Last modified on 27 October 2009, at 21:14

Rhetoric and Composition/Sentence fragment

Sentence fragments. Might sound good at first! More trustworthy. Because they're simple. Not trying to complicate things. Like when a sentenc goes on and on. Making you lose track of the ideas. Not like straight talk.

We use fragments constantly when talking, emailing, IMing: They save time and space and sound "natural." Advertisements frequently use them to draw attention to key concepts. In academic writing, however, all but the most occasional use of fragments is considered inappropriate: too folksy, too speech-like and colloquial.

There are a number of grammar-technical ways to recognize fragments, but the best way to find them in your writing is to read your work out loud. Listen for any sentences that may end in a period or other end punctuation but seem to leave you hanging, as if you want to say, "Well ... ? Now what? Go on, finish it up!" The end punctuation may tell you to express "ending" (our voice usually falls when we're reading out loud and get to a period), but the thought won't be finished.
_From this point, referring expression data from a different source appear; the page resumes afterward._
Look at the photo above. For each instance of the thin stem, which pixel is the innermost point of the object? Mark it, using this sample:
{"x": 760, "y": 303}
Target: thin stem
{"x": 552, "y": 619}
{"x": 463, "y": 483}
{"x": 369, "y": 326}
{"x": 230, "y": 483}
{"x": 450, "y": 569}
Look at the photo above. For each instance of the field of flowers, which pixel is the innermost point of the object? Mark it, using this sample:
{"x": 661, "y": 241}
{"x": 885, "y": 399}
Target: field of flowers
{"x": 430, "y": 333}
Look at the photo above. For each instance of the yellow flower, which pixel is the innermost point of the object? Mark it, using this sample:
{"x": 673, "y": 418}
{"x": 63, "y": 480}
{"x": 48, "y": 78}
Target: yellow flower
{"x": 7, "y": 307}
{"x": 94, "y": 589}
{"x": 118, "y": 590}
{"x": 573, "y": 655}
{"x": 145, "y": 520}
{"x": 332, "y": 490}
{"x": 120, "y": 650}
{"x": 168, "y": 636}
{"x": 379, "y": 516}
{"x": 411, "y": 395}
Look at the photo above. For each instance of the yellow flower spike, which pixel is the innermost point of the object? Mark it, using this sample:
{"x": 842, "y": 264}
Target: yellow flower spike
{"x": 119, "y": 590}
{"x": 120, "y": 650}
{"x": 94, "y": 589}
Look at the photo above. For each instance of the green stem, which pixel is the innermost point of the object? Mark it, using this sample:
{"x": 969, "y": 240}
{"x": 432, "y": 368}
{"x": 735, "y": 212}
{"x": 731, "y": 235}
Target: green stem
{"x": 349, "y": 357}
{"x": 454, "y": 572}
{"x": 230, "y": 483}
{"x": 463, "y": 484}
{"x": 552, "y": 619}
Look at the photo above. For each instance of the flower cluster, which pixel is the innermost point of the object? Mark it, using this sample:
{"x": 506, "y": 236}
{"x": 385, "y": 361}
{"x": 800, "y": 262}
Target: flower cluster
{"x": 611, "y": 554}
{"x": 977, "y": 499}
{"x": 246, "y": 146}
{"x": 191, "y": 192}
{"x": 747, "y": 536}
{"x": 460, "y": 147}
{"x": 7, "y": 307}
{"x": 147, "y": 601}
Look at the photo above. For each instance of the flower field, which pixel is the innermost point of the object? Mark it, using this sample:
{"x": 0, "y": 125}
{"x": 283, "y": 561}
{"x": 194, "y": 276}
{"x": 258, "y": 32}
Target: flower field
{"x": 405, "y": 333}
Try reading the following paragraph out loud and seeing if you can pick out the fragments -- that is, the sentences that seem to leave you hanging.

Getting published is simultaneously one of the most exhilarating and taxing goals writers writers can set for themselves. Calling for equal parts patience and persistence. It is often a team effort among several players. Such as, the writer, perhaps an agent, friends and peers who will edit and respond to the work, and previously published writers who can provide advice. Another tension writers must negotiate when pursuing publication is audience appeal and personal integrity to one's work. What is often called "being true to oneself." Because getting published calls on writers to be flexible yet unique at the same time.


As you can see in the revised version below, fixing fragments is usually a matter of

  • hooking up the fragment to the sentence before or after it (whichever one it seems to relate to), often using a comma, colon, or em dash;
  • adding the missing actor (noun) or action (verb); or
  • fleshing out the thought to express what was previously not "spelled out."
Getting published is simultaneously one of the most exhilarating and taxing goals writers writers can set for themselves, calling for equal parts patience and persistence. It is often a team effort among several players, such as the writer, perhaps an agent, friends and peers who will edit and respond to the work, and previously published writers who can provide advice. Another tension writers must negotiate when pursuing publication is audience appeal and personal integrity to one's work: what is often called "being true to oneself." Because getting published calls on writers to be flexible yet unique at the same time, it can be the most challenging yet most rewarding experience writers undertake.